My husband and I have had a long standing argument about When Harry Met Sally… that 1989 romantic comedy with Billy Crystal and Meg Ryan. In it Harry Burns, Billy Crystal’s character continues to maintain that men and women can’t be friends because the sex always gets in the way, and the movie goes on to show sex getting in the way of Harry’s and Sally’s friendship. My husband maintains that this argument is correct. I have always contended that, while this is amusing, it is not honest, that men and women can and should be friends. In my own life I have many male friends with whom there is no sexual tension or even a hint of sexual interest. I also think that this idea is deeply dangerous to marriage. If men and women cannot be friends because the sex always gets in the way, then what does that say about marriage? What does that say about a relationship that is supposed to based on mutual respect, love and companionship? Sex is, of course, part of marriage, but it’s not everything, and if there’s no room for friendship, then what?
But the problem that I see in adhering so strongly to this belief is that it cuts off the possibility of friendship between half the human race. It segregates and ghettoizes the sexes, for a really antiquated reason. Given today’s work places, and fluid child care arrangements, men and women must work together in ways that they would not have during the 1950’s and 1960’s. Think about TV’s Mad Men, the roles of men and women that show are very clearly proscribed and even the professional women are not accorded the same status as the men. However, much, tho’ not all of that has changed in the last 60 or so years, and while, not perfect, there is more equality in the work place, and more parents are sharing child care responsibility. Labor is less divided along gender roles. If men and women cannot be friend in the work place, what does that do to working together on joint projects, working cooperatively, working as a team. To assume that men and women cannot be friends because sex always gets in the way is to assume that men are always sexual predators.
Harry and Sally spend a lot of time walking around New York, being friends, but when Harry wants to talk about something serious he has to resort to silly voices. He can’t take an emotional risks without slipping into “character.” It is difficult to have a real friendship with someone whose does this, who takes on a “persona” when he wants to reach into emotional territory.
At the end of the movie, Harry runs across New York (and the movie is an homage to Manhattan) to find Sally at a New Year’s Eve dance because at one time, earlier in the movie they had promised each other that neither of them would let the other be alone on New Year’s Eve. He tells he loves her.. in words like “When you realize that you want to be with someone the rest of your life, then you have to start now” Sally’s response is, “I hate you, Harry Burns, I hate you.”

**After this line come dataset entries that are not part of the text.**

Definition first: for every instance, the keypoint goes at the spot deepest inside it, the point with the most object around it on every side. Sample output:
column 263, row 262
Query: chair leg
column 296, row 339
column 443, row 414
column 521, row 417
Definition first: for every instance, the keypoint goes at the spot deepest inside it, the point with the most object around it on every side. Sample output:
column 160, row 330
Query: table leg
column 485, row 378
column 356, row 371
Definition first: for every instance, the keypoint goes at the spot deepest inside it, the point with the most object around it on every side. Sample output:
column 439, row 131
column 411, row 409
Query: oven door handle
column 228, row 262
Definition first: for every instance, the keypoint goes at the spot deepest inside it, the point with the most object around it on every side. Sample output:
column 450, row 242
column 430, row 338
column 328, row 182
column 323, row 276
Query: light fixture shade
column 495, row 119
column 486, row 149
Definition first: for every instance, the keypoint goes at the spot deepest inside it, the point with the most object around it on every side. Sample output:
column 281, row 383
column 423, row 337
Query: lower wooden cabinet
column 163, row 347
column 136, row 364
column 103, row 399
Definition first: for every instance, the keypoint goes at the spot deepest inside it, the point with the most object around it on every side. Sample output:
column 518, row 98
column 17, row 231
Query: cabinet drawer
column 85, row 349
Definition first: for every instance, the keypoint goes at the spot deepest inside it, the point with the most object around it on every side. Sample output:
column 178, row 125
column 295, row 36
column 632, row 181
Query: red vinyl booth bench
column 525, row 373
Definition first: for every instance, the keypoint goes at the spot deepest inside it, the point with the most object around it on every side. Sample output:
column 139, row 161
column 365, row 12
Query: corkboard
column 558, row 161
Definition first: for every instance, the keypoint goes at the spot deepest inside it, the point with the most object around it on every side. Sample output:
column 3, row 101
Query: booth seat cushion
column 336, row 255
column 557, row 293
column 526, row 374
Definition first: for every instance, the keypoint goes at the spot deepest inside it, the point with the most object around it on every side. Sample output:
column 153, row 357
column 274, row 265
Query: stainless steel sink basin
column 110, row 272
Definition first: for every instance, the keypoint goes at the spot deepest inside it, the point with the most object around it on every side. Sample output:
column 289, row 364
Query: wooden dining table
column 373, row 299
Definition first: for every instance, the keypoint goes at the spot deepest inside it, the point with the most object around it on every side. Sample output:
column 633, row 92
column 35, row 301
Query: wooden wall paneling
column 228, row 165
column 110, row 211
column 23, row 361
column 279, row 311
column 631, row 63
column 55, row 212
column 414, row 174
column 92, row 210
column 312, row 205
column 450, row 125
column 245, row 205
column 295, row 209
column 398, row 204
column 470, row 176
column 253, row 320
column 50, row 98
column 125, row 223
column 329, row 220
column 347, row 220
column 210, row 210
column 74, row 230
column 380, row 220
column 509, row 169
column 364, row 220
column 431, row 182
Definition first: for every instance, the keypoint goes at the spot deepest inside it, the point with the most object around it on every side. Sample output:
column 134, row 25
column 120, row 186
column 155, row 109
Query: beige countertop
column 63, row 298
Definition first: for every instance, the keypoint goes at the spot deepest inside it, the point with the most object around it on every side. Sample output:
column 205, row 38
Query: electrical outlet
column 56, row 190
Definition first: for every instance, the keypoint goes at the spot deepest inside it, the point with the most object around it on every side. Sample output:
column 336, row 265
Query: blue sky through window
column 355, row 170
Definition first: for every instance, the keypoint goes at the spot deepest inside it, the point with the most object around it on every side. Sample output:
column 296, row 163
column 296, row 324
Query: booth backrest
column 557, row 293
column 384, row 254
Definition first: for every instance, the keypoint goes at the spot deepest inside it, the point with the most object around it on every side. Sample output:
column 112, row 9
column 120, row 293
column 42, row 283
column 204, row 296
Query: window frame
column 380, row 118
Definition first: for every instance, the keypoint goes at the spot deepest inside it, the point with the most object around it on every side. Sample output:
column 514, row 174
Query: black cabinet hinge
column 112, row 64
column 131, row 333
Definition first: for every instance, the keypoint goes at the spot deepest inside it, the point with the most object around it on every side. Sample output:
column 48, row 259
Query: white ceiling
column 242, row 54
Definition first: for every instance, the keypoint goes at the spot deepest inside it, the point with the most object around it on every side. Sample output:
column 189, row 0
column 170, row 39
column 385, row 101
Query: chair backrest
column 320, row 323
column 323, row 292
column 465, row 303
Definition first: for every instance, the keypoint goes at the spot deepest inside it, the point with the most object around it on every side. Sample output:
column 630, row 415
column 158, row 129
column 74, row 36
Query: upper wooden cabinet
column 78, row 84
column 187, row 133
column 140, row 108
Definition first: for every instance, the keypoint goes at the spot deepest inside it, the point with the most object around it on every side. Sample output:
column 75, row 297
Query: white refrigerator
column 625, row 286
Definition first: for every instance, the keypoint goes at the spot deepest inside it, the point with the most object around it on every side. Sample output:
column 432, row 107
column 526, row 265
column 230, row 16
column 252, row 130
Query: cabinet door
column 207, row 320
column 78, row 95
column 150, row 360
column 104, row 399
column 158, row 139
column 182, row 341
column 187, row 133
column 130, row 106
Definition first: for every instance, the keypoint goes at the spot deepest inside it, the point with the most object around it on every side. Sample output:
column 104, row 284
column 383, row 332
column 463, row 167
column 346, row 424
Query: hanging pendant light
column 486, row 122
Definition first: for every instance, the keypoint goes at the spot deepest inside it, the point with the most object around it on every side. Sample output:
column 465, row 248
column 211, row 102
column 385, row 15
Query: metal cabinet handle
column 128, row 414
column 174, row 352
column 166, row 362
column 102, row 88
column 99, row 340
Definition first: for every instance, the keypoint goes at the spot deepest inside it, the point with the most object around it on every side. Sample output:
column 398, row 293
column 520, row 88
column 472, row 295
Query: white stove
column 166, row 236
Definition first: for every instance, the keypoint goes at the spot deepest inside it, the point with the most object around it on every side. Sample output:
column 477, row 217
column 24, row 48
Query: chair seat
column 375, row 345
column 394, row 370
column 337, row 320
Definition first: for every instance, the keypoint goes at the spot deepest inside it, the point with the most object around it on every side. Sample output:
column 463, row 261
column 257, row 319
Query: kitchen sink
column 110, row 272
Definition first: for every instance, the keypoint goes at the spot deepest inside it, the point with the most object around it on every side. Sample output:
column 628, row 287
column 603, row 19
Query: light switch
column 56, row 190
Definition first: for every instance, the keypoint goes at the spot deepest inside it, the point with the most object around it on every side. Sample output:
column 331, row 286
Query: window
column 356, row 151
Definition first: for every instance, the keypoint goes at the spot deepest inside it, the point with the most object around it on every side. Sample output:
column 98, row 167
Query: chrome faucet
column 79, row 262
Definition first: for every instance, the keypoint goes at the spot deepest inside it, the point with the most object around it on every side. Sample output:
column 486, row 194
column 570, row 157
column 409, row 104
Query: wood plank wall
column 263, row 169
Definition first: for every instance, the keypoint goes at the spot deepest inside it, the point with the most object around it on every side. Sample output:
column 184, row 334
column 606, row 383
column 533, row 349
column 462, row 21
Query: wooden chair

Her response has always chilled me on several levels. First of all, it’s not true and she could say “I love you,” back to him. She does love him in some weird way. But it also feels to me like a capitulation to a kind of 1950’s relationship. It seems to me that Sally sees that the only way for her to have a relationship with Harry is totally on his terms. We know that they will settle into a traditional marriage, as the little interviews with the older couples in the movie attest, and on some level, will never know each other.
After Harry and Sally have sex in the movie, and it messes up their friendship, they each call their best friends to talk about the situation. I wonder what would have happened if Harry had called Sally’s friend, Marie, and Sally had called Harry’s friend, Jess. They might have had a chance to learn something about each other and about the opposite sex instead of simply slipping into the old clichés about relationships.
The difficulty is that the old clichés about relationships don’t work. They leave partners wondering about how to talk to each other. They let partners turn to their same sex friends to reinforce the clichés. Opening up friendship to include friends of both sexes might actually provide a refreshing and less stale perspective on the world.